What about timing - how quickly is the lender required to sell?

This is not entirely clear. As a general proposition a lender is not a trustee of its power of sale for the borrower, so in principle a lender can consult its own interests as to when and in what manner it sells, although whether and to what extent it has acted reasonably in the circumstances may depend on whether the market is rising or falling (as a general rule a lender may be ill-advised to wait until prices rise, and equally he may have to act fairly promptly if prices are falling). 

This has to be read subject to the requirements applicable to regulated mortgage contracts in MCOB 13.6.1 (the Mortgage Conduct of Business Rules in the FCA Handbook) which provide that whenever a property is repossessed a lender must ensure that steps are taken to (1) market the property for sale as soon as possible, and (2) obtain the best price that might reasonably be paid, taking account of factors such as market conditions as well as the continuing increase in the amount owed by the customer. The last requirement inevitably means that the lender may have to draw the line somewhere, and that in some cases, it may be appropriate to sell sooner, rather than continue marketing, if there is a risk of negative equity. 

What about tenanted properties - is the lender required to obtain vacant possession before selling?

The decision to terminate a tenancy and sell with vacant possession, or sell subject to a sitting tenant, will largely depend on valuation advice and timing. If a lender can obtain vacant possession reasonably quickly and which, even allowing for the costs of obtaining possession, will give rise to a material uplift in the selling price, he may be well advised to do so. Again, ultimately, this is all about whether the lender has acted reasonably.
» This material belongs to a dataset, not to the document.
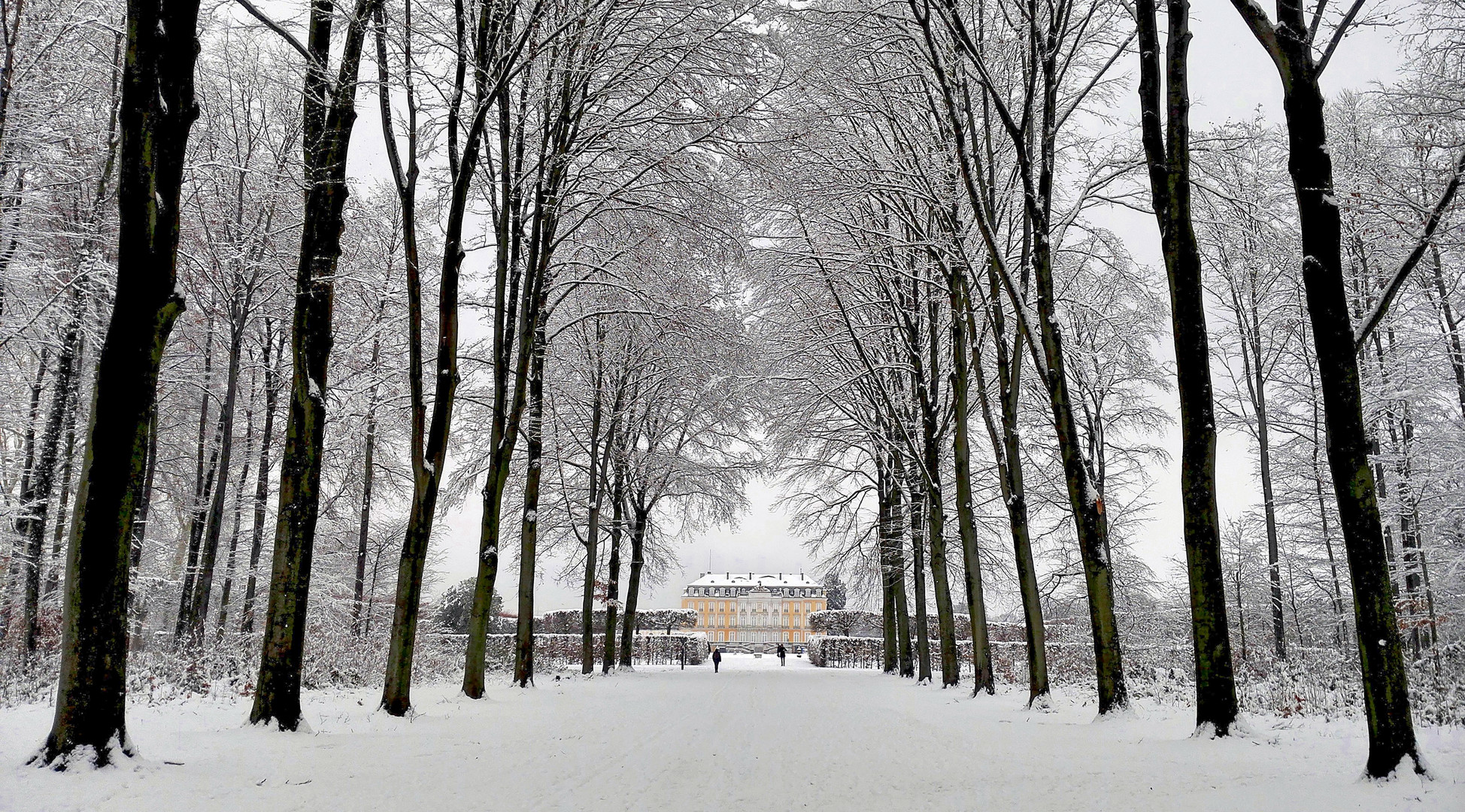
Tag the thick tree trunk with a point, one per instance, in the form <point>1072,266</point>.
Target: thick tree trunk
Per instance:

The duty is not absolute. 



What about planning permission - is the lender required to take steps to maximise the value of the property before selling it?

Ordinarily a lender is entitled to sell the mortgage property as it is and it is not usually required to take any steps or spend money (particularly speculatively) in trying to improve its value by for e.g. applying for planning permission. This does not mean that the lender is not entitled to consider the planning position, but that (depending on the mortgage terms and conditions) any costs in doing so will have to be reasonably and properly incurred if they are to be charged to the mortgage account.
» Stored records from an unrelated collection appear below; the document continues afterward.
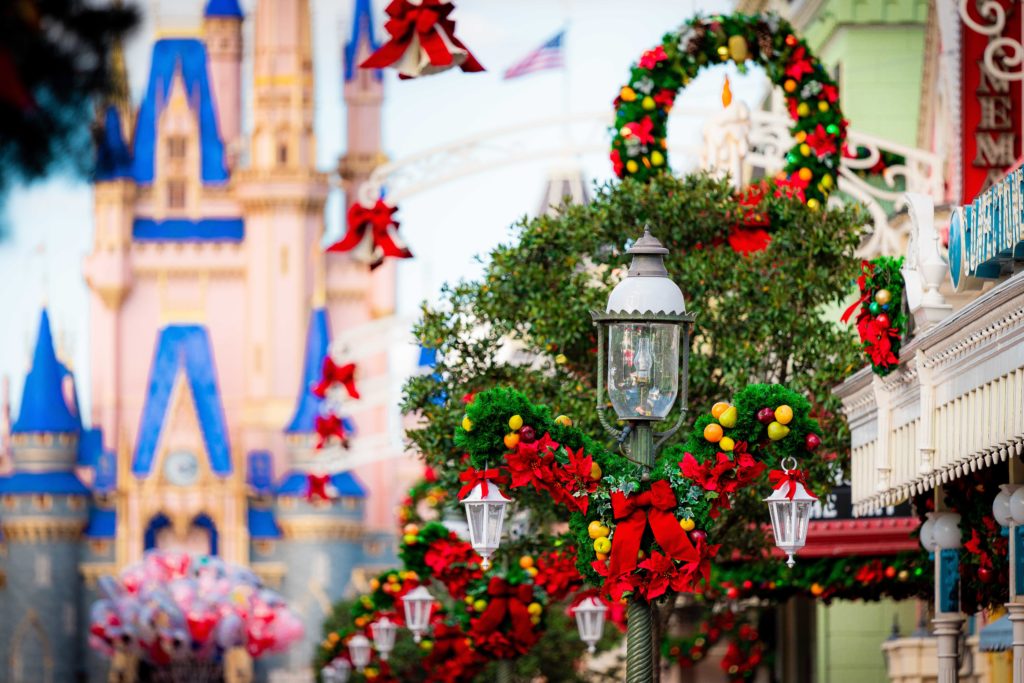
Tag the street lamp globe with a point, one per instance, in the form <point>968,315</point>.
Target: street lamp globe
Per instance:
<point>790,507</point>
<point>1000,504</point>
<point>418,604</point>
<point>383,631</point>
<point>590,621</point>
<point>485,513</point>
<point>946,530</point>
<point>639,337</point>
<point>358,650</point>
However, on a slightly different point, a lender may need to be alert to unlocking an uplift in value on account of a sale to a special purchaser, for e.g. if it had a ‘ransom value’ in unlocking the development value of land on a sale to a particular purchaser (Freeguard v Royal Bank of Scotland Plc [2005] EWHC 978 (Ch)).

Selling a portfolio of properties

Lenders frequently appoint Receivers to deal with commercial or buy to let properties. They are usually surveyors or accountants who will take control of the properties, collect any rental income, and advise on the best manner of marketing for sale some or all of the property in order to recover the mortgage debt.

 

Strictly, a lender is entitled to sell all of the secured property and account to the borrower for any surplus, although in some cases, it may be prepared to adopted a phased sale, particularly with a portfolio of properties, with a view to recovering the mortgage debt and releasing any unsold properties back to the borrower. In some cases it may even be permissible to sell a portfolio, with a discount on individual prices, in order to produce a guaranteed disposal (particularly where there is an advantage in cost savings, and uncertainty in the market) (Bell v Long [2008] EWHC 1273 (Ch)). 



Is there any time limit on bringing a claim against a lender after it has sold a property?

  Yes. A claim for an account, based on a lender’s breach of its equitable duty to obtain the best price reasonably obtainable on a sale of the mortgaged property has to be brought within six years of the date of sale (Raja v Lloyds Bank Plc [2001] EWCA Civ 210). Note that the claim is in equity only. There is no co-existent duty of care at common law in tort or in contract.